A person who is considering earning a bachelor’s, master’s or doctorate in psychology may want to know about clinical psychology. Knowing this is important for choosing a major and a concentration within that major. Once a person understands what clinical psychology is, they can decide for themselves if what the career involves is well-suited to their strengths, aptitude and set of skills.
Clinical Psychology Is a Specialty of Psychology
Psychology has many specialties, and clinical practice is one. Clinical psychology involves providing ongoing and comprehensive mental and behavioral healthcare to individuals and families. It also involves consulting with agencies and communities. Some clinical psychologists engage in a lot of research, training or education. With experience, clinical psychologists may supervise new therapists, counselors, social workers and psychology interns who are earning their clinical practice hours that are required for state licensure.
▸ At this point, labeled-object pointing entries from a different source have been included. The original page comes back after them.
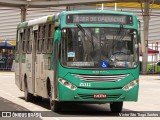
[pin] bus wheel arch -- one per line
(55, 106)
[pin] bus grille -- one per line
(102, 78)
(84, 96)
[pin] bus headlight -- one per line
(67, 84)
(130, 85)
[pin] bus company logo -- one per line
(6, 114)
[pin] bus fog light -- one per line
(67, 84)
(130, 85)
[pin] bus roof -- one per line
(41, 20)
(54, 17)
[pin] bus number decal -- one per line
(85, 84)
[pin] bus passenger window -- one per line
(50, 38)
(44, 39)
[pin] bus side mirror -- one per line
(57, 35)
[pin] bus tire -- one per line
(116, 107)
(55, 106)
(28, 96)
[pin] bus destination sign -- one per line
(100, 19)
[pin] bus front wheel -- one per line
(116, 107)
(55, 106)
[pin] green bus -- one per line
(83, 56)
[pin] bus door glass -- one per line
(34, 59)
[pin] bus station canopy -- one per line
(56, 3)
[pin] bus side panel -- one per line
(23, 70)
(39, 71)
(17, 70)
(45, 73)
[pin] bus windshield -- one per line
(86, 47)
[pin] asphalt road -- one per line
(11, 98)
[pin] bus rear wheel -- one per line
(55, 106)
(116, 107)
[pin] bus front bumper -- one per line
(87, 95)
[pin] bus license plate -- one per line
(100, 96)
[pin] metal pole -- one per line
(23, 14)
(146, 28)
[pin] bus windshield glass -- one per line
(111, 48)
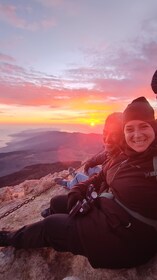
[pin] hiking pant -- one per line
(57, 231)
(58, 204)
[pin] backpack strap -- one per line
(155, 165)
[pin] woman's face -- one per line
(138, 135)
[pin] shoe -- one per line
(57, 179)
(45, 213)
(61, 182)
(4, 238)
(72, 171)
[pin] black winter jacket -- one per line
(110, 236)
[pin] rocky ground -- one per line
(46, 263)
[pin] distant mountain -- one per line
(47, 147)
(35, 172)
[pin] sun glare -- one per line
(92, 124)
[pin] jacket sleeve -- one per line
(81, 188)
(96, 160)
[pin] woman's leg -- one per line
(58, 204)
(79, 177)
(57, 231)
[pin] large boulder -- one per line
(46, 263)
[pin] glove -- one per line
(86, 167)
(73, 197)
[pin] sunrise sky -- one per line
(69, 63)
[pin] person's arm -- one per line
(78, 192)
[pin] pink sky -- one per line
(71, 63)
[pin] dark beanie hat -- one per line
(138, 109)
(154, 82)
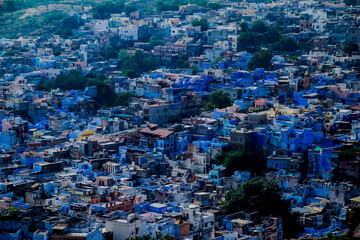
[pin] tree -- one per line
(72, 81)
(57, 52)
(123, 99)
(218, 99)
(9, 5)
(138, 62)
(104, 10)
(155, 42)
(12, 210)
(202, 22)
(244, 27)
(287, 44)
(258, 26)
(272, 35)
(351, 2)
(213, 5)
(246, 41)
(350, 47)
(260, 59)
(258, 195)
(111, 52)
(183, 61)
(129, 8)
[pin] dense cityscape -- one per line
(179, 119)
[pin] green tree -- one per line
(246, 41)
(104, 10)
(351, 2)
(168, 237)
(258, 26)
(138, 62)
(272, 35)
(287, 44)
(202, 22)
(183, 61)
(258, 195)
(260, 59)
(53, 17)
(155, 42)
(57, 52)
(12, 210)
(350, 47)
(129, 8)
(214, 5)
(218, 99)
(72, 81)
(9, 5)
(244, 27)
(195, 70)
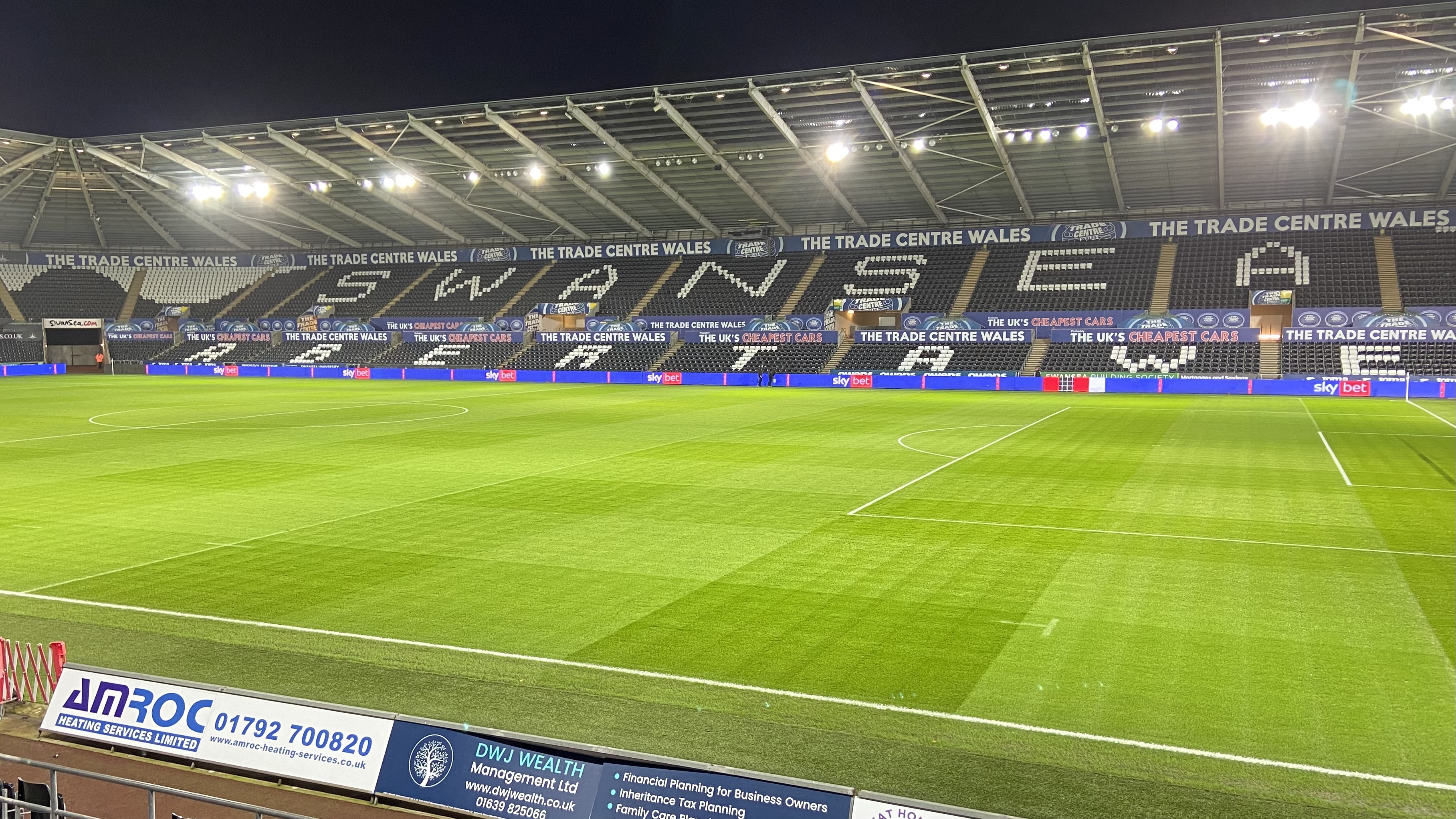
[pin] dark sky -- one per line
(98, 69)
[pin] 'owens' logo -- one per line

Scope of Clinical Psychology
Clinical psychology has a vast scope. A big part of what clinical psychology involves is understanding of psychopathology and the available interventions and treatments for patients with a mental health, behavioral or emotional disorder. Another aspect of clinical psychology is understanding how mental health disorders develop, what their symptoms are and how they change across the human lifespan. Assessment of individuals is also within the scope of clinical psychology. This includes devising and implementing personality tests or using established tests and measuring a person’s results against the standardized answers. Clinical psychology includes consulting with other healthcare professionals, law enforcement and social workers, especially in the case of violent individuals or suicidal ideation. Finally, there is a research component to clinical psychology that involves reviewing the current knowledge, conducting studies or experiments and analyzing and publishing their results.
Populations and Problems Addressed by Clinical Psychology
The populations served by clinical psychology include individuals and families from all ethnic, racial, socioeconomic and geographic backgrounds. Clinical psychology also serves groups and communities. The types of problems addressed by clinical psychology include intellectual disabilities, behavioral disorders, emotional problems, and social and psychological maladjustment. Clinical psychology also addresses issues ranging from personal stress to severe psychosis. In the case of mental health disorders, a psychologist may work alongside of a psychiatrist, especially in places that do not allow a psychologist to prescribe medications or admit patients to hospitals. Clinical psychology addresses all of these issues across the entire human lifespan.
Procedures and Activities Related to the Practice of Clinical Psychology
According to the American Psychological Association, there are several procedures and activities that are critical to the practice of clinical psychology. One is assessment, which includes interviewing patients and assessing their behaviors. Clinical psychology also includes conducting psychological tests and analyzing or interpreting the results. Intervention services, including primary, secondary and tertiary for individuals, families and groups are also part of clinical psychology. Consultation with other healthcare and social work professionals and research are also included in clinical psychology activities.
Familiarity with the different types of psychology helps a person make an informed decision about which courses to take and which major to choose. This knowledge is also helpful when deciding on a thesis or dissertation topic for completion of a degree. Knowing about what is clinical psychology could help a person decide which career path they would like to take after earning a psychology degree.